I tried a proof like this:
Assume the contrary. Then to each $n\in\Bbb N$, there corresponds a $z_n\in D$ such that $|f(z_n)|≥n$ $(*)$. {$z_n$} has a limit point $\xi$. If {$z_n$} has finitely many elements $\xi$ is an element of {$z_n$} and hence belongs in $D$. Otherwise $\xi$ is a cluster point of $D$ and since $D$ is closed, $\xi\in D$.

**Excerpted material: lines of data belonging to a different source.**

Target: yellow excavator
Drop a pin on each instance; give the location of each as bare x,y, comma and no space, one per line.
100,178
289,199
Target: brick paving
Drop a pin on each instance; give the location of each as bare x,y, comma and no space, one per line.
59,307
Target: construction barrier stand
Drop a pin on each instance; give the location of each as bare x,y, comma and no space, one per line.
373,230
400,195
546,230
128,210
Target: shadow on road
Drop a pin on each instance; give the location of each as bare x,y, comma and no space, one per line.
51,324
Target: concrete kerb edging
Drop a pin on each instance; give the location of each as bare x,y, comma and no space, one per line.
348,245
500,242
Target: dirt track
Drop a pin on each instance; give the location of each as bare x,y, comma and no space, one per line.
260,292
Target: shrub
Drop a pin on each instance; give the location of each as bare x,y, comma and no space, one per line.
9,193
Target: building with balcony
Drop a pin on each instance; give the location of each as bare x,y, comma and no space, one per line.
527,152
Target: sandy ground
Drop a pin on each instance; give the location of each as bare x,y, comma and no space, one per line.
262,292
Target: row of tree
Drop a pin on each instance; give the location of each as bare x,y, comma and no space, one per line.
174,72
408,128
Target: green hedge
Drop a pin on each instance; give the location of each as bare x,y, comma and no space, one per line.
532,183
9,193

Due to continuity of $f$ on $D$, $\exists\delta >0$ such that for $|z-\xi|<\delta$ $|f(z)-f(\xi)|<1$ $=>$ $|f(z)|<1+|f(\xi)|<m$, for some positive integer $m$. There is a subsequence {$z_{n_k}$} converging to $\xi$. To $\delta$ there corresponds an $N\in\Bbb N$ such that $\forall k≥N$, $|z_{n_k}-\xi|<\delta$ $=>$ $|f(z_{n_k})|<m$ $(**)$.
$r:=max(N,m)$. Then $(**)$ $=>$ $|f(z_{n_r})|<m$. But $(*)$ $=>$ $|f(z_{n_r})|≥n_r≥r≥m$. Thus we arrive at a contradiction.
Is this proof alright?
I'm going to assume that $f:\mathbb{C}\to\mathbb{C}$ and that $D\subset \mathbb{C}$.
Since $D$ is closed and bounded it is compact by Heine-Borel. Then since $f$ is continuous on a compact set the image $f(D)$ is compact, i.e. closed and bounded.